Roberto Luigi Pagani, adiunkt wykładający język islandzki na uniwersytecie i doktorant w zakresie islandzkiego językoznawstwa, otrzymał obywatelstwo Islandii. Poinformował o tym na swoim profilu na Facebooku, publikując list potwierdzający decyzję.
Roberto mieszka na Islandii od 2014 roku i pracował m.in. jako wykładowca studiów nad średniowiecznymi rękopisami oraz języka staroislandzkiego na Uniwersytecie Islandzkim.
W marcu złożył wniosek o obywatelstwo wraz z wymaganymi dokumentami. Jedyną przeszkodą był obowiązkowy egzamin z języka islandzkiego.
Roberto wiedział, że można się ubiegać o zwolnienie z egzaminu, i dołączył do wniosku list od profesora z Wydziału Kultury Islandzkiej oraz swojego promotora. „Opisałem w nim wszystko, czego się nauczyłem, jakie kursy odbyłem i co do tej pory wykładałem” – wyjaśnił.

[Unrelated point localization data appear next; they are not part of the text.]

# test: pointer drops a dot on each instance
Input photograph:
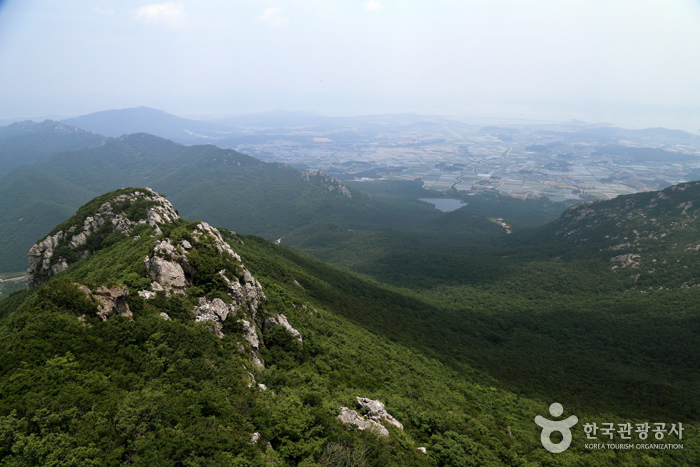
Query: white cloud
(273, 17)
(169, 14)
(104, 11)
(373, 5)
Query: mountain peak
(98, 224)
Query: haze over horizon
(630, 63)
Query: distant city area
(571, 161)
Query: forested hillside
(28, 142)
(171, 378)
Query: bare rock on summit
(281, 320)
(169, 274)
(214, 311)
(377, 412)
(351, 417)
(111, 301)
(327, 181)
(43, 263)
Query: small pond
(445, 205)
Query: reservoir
(445, 205)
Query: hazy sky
(630, 62)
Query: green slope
(465, 369)
(220, 186)
(28, 142)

To jednak nie wystarczyło, a kolejny termin egzaminu przewidziano dopiero w listopadzie, podczas gdy jego wniosek miał stracić ważność w ciągu dwóch tygodni. Zgodnie z przepisami o nadawaniu islandzkiego obywatelstwa, konieczne jest zaświadczenie z uznanej instytucji, potwierdzające znajomość języka na poziomie równoważnym egzaminowi.

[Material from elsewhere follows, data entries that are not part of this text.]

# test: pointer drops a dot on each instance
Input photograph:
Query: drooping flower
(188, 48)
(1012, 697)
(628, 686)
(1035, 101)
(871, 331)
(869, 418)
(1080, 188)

Jak mówi Roberto, Urząd ds. Imigracji poprosił go o przedstawienie szczegółowego wykazu przebiegu studiów, który potwierdził informacje z listów od profesora i kierownictwa wydziału. Po dostarczeniu dokumentu jego wniosek został zatwierdzony. „Walka wreszcie wygrana!” – napisał na Facebooku.
„Zostałem zwolniony z egzaminu językowego i niedawno otrzymałem oficjalny list potwierdzający nadanie mi obywatelstwa islandzkiego. W moim nowym kraju wolno mieć podwójne obywatelstwo, więc nie muszę rezygnować z włoskiego – czego i tak nigdy bym nie uczynił!”.

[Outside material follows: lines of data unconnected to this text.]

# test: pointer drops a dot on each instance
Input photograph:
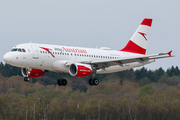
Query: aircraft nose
(7, 58)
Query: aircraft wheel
(64, 82)
(95, 81)
(59, 82)
(26, 79)
(91, 81)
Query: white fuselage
(54, 57)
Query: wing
(102, 64)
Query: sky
(91, 23)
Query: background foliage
(127, 95)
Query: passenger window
(23, 50)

Podkreśla, że jako obywatel Unii Europejskiej, już wcześniej korzystał z praw przysługujących Islandczykom. „Dzięki umowom z UE jedynym dodatkowym prawem, jakie zyskałem teraz, jest możliwość głosowania w wyborach ogólnokrajowych – wcześniej mogłem uczestniczyć tylko w samorządowych. To może nie mieć dużego znaczenia praktycznego, ale dla mnie ma wymiar symboliczny. Cieszę się, że mogę być oficjalnie częścią tego społeczeństwa jako pełnoprawny obywatel”.